江上剛「腐食の王国」

昨晩は鬼怒川温泉で会合があり、温泉に一泊。風邪気味で調子が悪かったのですが、あったかい温泉に三度も入り、風も直ってきた感じ。やっぱり温泉は最高!!!

江上剛「腐食の王国」読了。上下間で680ページに及ぶ長編。言うまでもなく銀行小説家ならではの銀行物。バブル経済の少し前から最近の金融危機までの18年間を、とある都市銀行の頭取に上り詰めた男にひたすら仕えた部下を主人公とした、銀行の暗部を描いた物語。

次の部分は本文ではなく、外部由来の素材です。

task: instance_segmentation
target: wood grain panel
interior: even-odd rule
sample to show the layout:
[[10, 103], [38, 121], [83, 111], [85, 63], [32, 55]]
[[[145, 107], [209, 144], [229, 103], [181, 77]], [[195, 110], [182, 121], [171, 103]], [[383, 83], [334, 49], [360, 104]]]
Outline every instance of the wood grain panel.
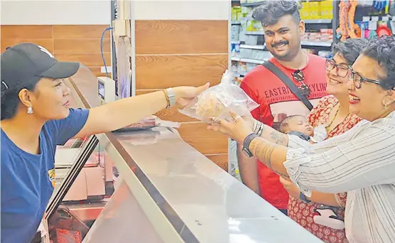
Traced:
[[227, 153], [227, 138], [220, 133], [208, 131], [202, 122], [184, 123], [178, 129], [184, 141], [202, 154]]
[[[148, 94], [151, 92], [158, 91], [160, 90], [136, 90], [136, 94], [140, 95], [144, 94]], [[190, 118], [187, 117], [178, 112], [179, 108], [181, 107], [172, 107], [171, 109], [163, 109], [161, 112], [155, 114], [156, 116], [159, 117], [160, 119], [165, 120], [165, 121], [172, 121], [172, 122], [199, 122], [195, 119]]]
[[[53, 26], [54, 39], [100, 38], [107, 25], [56, 25]], [[110, 31], [106, 31], [104, 37], [110, 38]]]
[[206, 155], [210, 160], [215, 163], [218, 166], [223, 168], [225, 171], [228, 171], [227, 153]]
[[[59, 60], [69, 62], [80, 62], [87, 67], [100, 67], [103, 66], [103, 59], [101, 54], [87, 53], [87, 54], [55, 54], [55, 57]], [[106, 64], [111, 63], [111, 54], [104, 53]]]
[[1, 52], [6, 50], [8, 46], [11, 46], [21, 43], [32, 43], [40, 45], [47, 49], [49, 52], [53, 52], [53, 41], [52, 38], [50, 39], [32, 39], [32, 38], [4, 38], [1, 36]]
[[100, 67], [88, 67], [88, 68], [96, 77], [106, 76], [105, 73], [102, 73]]
[[227, 53], [227, 21], [136, 21], [136, 53]]
[[45, 39], [52, 38], [52, 26], [1, 26], [1, 39]]
[[[111, 40], [103, 38], [103, 52], [111, 52]], [[100, 53], [100, 39], [55, 39], [53, 53]]]
[[136, 87], [139, 90], [219, 84], [227, 55], [136, 57]]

東名銀行という架空の名前を使った銀行を舞台。さすがにこの東名銀行からは、実際の銀行名が浮かんできませんが、その他の銀行については、実際の銀行に似た名前を使い、かつ実際に起きた事件や事象を正確に伝えているので、特定できてしまいます。したがって、ここ十数年の金融機関の栄枯盛衰が手に取るようにわかる、ドキュメンタリーともなっています。

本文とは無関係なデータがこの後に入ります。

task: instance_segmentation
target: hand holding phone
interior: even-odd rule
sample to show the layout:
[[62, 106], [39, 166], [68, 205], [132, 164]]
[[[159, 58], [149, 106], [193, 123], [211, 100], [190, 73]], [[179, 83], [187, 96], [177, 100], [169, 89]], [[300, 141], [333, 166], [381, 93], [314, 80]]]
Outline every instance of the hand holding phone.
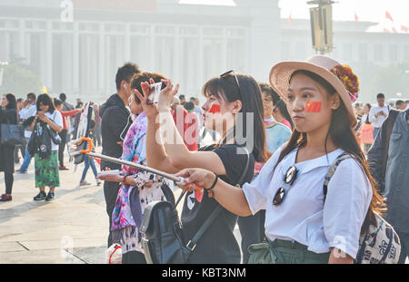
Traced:
[[159, 96], [161, 94], [162, 83], [157, 83], [149, 85], [149, 95], [147, 97], [146, 103], [154, 104], [157, 103], [159, 101]]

作品自体に重みがあるわけではありませんが、作者は何とか銀行の歩んだ激動のこの十数年に、それにふさわしいドラマチック性を持たせるために、無理な設定を組み、かえって非現実的な世界が浮き上がってしまった間がぬぐえませんが、こんな銀行のトップが実際にいたのかどうか?

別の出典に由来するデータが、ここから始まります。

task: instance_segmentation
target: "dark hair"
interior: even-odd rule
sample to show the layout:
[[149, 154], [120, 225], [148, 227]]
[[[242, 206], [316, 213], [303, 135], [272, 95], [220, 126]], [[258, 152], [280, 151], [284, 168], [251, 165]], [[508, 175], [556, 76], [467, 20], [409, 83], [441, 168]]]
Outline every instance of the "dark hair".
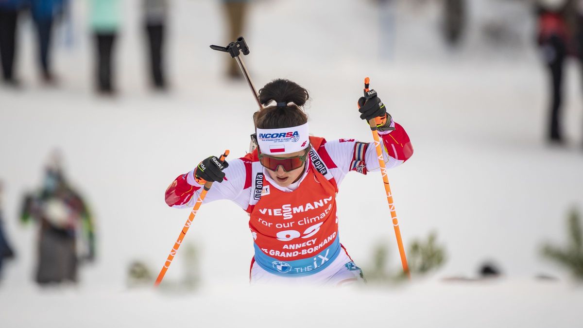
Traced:
[[308, 121], [308, 116], [302, 108], [310, 98], [308, 90], [297, 83], [285, 79], [277, 79], [259, 90], [259, 100], [264, 106], [276, 103], [293, 103], [283, 106], [271, 106], [253, 114], [253, 121], [258, 128], [281, 128], [297, 127]]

さて、東名銀行はどこがモデルなのか?最初東名=東海道東海銀行と思ったのですが、東海銀行は後で出てきました。結局、最後の方で金融庁の監査で隠蔽工作が見つかり、最終的に東京三菱と合併した三和銀行が妥当な線でしょうが、東京が本拠ではない点が該当せず。要するに合併を繰り返す都市銀行すべてに当てはまるような銀行として捕らえるべきなんでしょう。
今日はこの辺で。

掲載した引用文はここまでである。